During the initial period of infection, HIV establishes viral reservoirs by infecting a range of different cells. Some of these cells become resting memory cells which harbour HIVs genetic material within the cells' DNA, thus holding the potential to produce more virus in the future. Anti-HIV drugs are unable to affect these reservoirs.

Follicular dendritic cells in the lymphoid tissue are known to be a major site of HIV trapping. It seems that HIV rapidly accumulates in lymphatic tissue following infection (Schacker 2000).

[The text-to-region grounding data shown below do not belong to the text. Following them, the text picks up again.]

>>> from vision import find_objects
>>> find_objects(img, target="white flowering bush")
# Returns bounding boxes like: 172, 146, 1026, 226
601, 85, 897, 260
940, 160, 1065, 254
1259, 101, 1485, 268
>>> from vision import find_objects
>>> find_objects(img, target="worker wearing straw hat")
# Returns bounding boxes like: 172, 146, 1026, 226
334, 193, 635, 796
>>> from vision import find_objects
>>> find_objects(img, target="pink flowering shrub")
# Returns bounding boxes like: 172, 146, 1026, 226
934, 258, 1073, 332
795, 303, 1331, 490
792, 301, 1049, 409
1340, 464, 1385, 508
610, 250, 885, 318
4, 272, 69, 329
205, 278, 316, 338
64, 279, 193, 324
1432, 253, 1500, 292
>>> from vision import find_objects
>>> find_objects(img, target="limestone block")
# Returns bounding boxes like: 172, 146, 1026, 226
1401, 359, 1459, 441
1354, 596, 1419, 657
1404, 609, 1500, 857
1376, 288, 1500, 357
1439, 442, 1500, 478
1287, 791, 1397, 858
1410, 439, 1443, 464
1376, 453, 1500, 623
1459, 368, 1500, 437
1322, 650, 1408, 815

When the bodys anti-HIV immune response begins, symptoms of seroconversion may develop and viral load falls. One study found a relationship between viral load levels during primary infection, the severity of symptoms during primary infection and the level at which viral load subsequently stabilised, or the 'set-point'. A higher set-point has been found to predict the speed of progression to AIDS, as has the speed with which a patient reaches the set point: patients who reach their set point more quickly have a slower progression to AIDS (Blattner 2004; Pedersen 1997).

Key research

Blattner (2004) identified 22 patients with primary HIV infection from the Trinidad Seroconverter Cohort and followed them for 7 years. All those with viral load set points above the median of 25,000 copies/ml progressed to AIDS within 4.5 years, but half of those with set points below this value had not progressed to AIDS after 7 years. The 11 patients with a viral load decline after acute infection slower than the median of 0.63 log10 per month had progressed to AIDS within 5 years, but a quarter of those with faster declines had progressed to AIDS within 7 years. Fast initial clearance of HIV and maintaining a set point for over 20 months was associated with a 10-fold lower chance of progressing to AIDS, and having a set-point over 25,000 copies/ml was associated with a 6.5-fold increased chance.

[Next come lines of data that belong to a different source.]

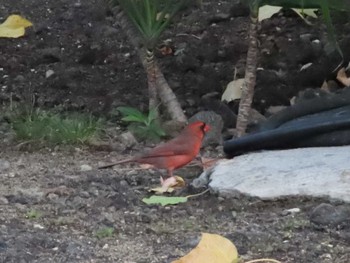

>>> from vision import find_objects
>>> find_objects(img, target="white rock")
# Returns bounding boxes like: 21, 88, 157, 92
196, 146, 350, 202
45, 69, 55, 78
33, 223, 45, 229
285, 208, 301, 214
80, 164, 92, 171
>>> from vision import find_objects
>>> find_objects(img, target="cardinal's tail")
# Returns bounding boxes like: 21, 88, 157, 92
98, 158, 135, 169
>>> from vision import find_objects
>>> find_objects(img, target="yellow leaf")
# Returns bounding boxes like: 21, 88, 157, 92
172, 233, 238, 263
0, 15, 33, 38
0, 27, 25, 38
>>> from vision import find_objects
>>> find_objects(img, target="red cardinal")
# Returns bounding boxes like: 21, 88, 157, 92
99, 121, 210, 177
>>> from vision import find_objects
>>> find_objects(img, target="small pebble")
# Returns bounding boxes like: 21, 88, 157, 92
282, 207, 301, 216
33, 223, 45, 229
80, 164, 92, 171
45, 69, 55, 78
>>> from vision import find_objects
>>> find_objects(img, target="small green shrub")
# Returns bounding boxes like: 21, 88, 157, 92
117, 106, 166, 141
10, 109, 102, 145
26, 209, 41, 219
94, 227, 114, 239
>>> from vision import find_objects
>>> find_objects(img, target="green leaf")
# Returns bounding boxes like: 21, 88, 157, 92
121, 115, 145, 123
142, 195, 188, 206
147, 107, 158, 123
116, 0, 187, 48
117, 106, 146, 121
319, 0, 343, 62
117, 106, 142, 116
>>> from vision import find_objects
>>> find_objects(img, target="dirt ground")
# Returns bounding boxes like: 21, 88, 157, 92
1, 0, 350, 262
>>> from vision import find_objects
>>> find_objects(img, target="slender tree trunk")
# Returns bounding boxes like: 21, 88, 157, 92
110, 4, 187, 123
145, 49, 159, 111
154, 64, 187, 123
236, 10, 258, 137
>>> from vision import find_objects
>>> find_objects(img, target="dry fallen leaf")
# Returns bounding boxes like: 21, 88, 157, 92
161, 176, 185, 188
221, 78, 244, 102
159, 46, 173, 56
320, 80, 330, 92
258, 5, 282, 21
0, 15, 33, 38
150, 176, 185, 194
336, 67, 350, 87
172, 233, 238, 263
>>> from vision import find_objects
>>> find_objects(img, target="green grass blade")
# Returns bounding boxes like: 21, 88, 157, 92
320, 0, 343, 66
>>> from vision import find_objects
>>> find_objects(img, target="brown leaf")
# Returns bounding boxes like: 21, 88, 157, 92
149, 176, 186, 194
336, 67, 350, 87
320, 80, 330, 92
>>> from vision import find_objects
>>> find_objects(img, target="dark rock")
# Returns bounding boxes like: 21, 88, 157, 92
310, 203, 350, 227
175, 54, 201, 72
78, 47, 99, 65
0, 241, 8, 252
14, 75, 25, 82
5, 194, 37, 205
200, 97, 237, 128
37, 47, 61, 64
209, 13, 231, 24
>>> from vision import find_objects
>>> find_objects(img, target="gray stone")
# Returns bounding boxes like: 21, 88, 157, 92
80, 164, 92, 171
310, 203, 350, 227
0, 196, 9, 205
0, 159, 10, 172
194, 146, 350, 202
119, 131, 138, 148
188, 111, 224, 146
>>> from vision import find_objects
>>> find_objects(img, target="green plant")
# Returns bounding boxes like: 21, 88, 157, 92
10, 109, 102, 145
116, 0, 184, 49
107, 0, 187, 122
26, 209, 41, 219
94, 227, 115, 239
117, 106, 166, 141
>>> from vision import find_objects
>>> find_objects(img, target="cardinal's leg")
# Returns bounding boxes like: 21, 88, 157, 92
167, 169, 174, 178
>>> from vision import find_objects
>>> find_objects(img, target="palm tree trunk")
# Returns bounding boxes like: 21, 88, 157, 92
145, 49, 159, 111
236, 9, 258, 137
154, 64, 187, 123
109, 4, 187, 123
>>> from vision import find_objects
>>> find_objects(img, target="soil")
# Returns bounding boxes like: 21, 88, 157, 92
1, 0, 350, 262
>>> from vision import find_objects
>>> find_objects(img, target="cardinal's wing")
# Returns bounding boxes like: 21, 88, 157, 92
141, 139, 192, 158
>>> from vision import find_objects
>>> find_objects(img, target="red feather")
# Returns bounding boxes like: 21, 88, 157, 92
99, 121, 210, 177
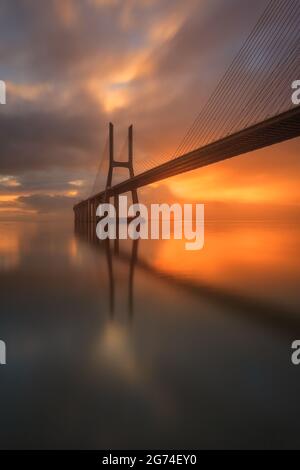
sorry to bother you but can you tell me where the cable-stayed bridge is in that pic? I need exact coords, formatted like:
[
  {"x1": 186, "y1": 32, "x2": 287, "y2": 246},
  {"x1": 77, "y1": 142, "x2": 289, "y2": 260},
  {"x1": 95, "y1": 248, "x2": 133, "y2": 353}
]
[{"x1": 74, "y1": 0, "x2": 300, "y2": 222}]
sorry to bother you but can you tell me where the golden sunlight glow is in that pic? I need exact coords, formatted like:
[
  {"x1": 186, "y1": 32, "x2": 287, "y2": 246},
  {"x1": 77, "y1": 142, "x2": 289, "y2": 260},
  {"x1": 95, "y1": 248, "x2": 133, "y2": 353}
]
[
  {"x1": 104, "y1": 87, "x2": 130, "y2": 113},
  {"x1": 87, "y1": 79, "x2": 130, "y2": 112},
  {"x1": 112, "y1": 52, "x2": 153, "y2": 84},
  {"x1": 0, "y1": 195, "x2": 19, "y2": 203},
  {"x1": 96, "y1": 323, "x2": 140, "y2": 383},
  {"x1": 87, "y1": 49, "x2": 153, "y2": 112},
  {"x1": 151, "y1": 222, "x2": 300, "y2": 292},
  {"x1": 0, "y1": 229, "x2": 20, "y2": 270},
  {"x1": 165, "y1": 165, "x2": 300, "y2": 205},
  {"x1": 67, "y1": 190, "x2": 78, "y2": 197}
]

Hecht reported a survey of 258 people screened for potential primary HIV infection (newly exposed individuals). The study was carried out by Positive Health Program at San Francisco General Hospital, which advertised in the community for people with suspected high risk exposures such as unprotected sex or needle sharing with an HIV-positive partner, and/or suspected symptoms of HIV seroconversion. Individuals were tested for HIV using a variety of methods, and the researchers assessed which symptoms occurred more frequently in people who were subsequently found to have HIV infection. The significant predictors were: Fever and rash together ( OR 8.4); fever ( OR 5.2); rash (OR 4.8); oral ulcers (OR 3.1); joint pain (OR 2.6); sore throat ( OR 2.6); loss of appetite (OR 2.5); weight loss of greater than 5lbs (2.5kg) (OR 2.8); muscle pain (OR 2.1); fatigue (OR 2.2); nausea (OR 1.9). Other previously reported symptoms, such as headaches, night sweats, diarrhoea, ulcers on the genitals and vomiting were just as likely to occur in people who did not have infection. The study was not able to identify whether the presence of a greater number of these symptoms had stronger predictive power, due to the relatively small number of people who were diagnosed with primary HIV infection (40 out of 258). There was no difference in the length of time that key symptoms lasted between people with HIV infection and people without. On average, symptoms lasted for ten days or less. The only exception was genital ulcers, which lasted significantly longer in patients with HIV infection (27 days vs 9.5 days).

Lavreys identified 74 women who seroconverted and for whom viral load measurements were available. Women were tested for HIV on a regular basis after being recruited to the cohort study, which enrolled a total of 1295 women. Fever, vomiting, headache, fatigue, arthralgia, myalgia, sore throat, skin rash and being too sick to work were associated with a significantly higher viral load. Asymptomatic women had a median viral load of 216 copies/ml (a level that would be regarded as a potential false positive result in at-risk individuals seen in everyday clinical practice). In women with one symptom, the median viral load was 32,111 copies/ml, compared with approximately 4 million copies/ml in women with five or more symptoms.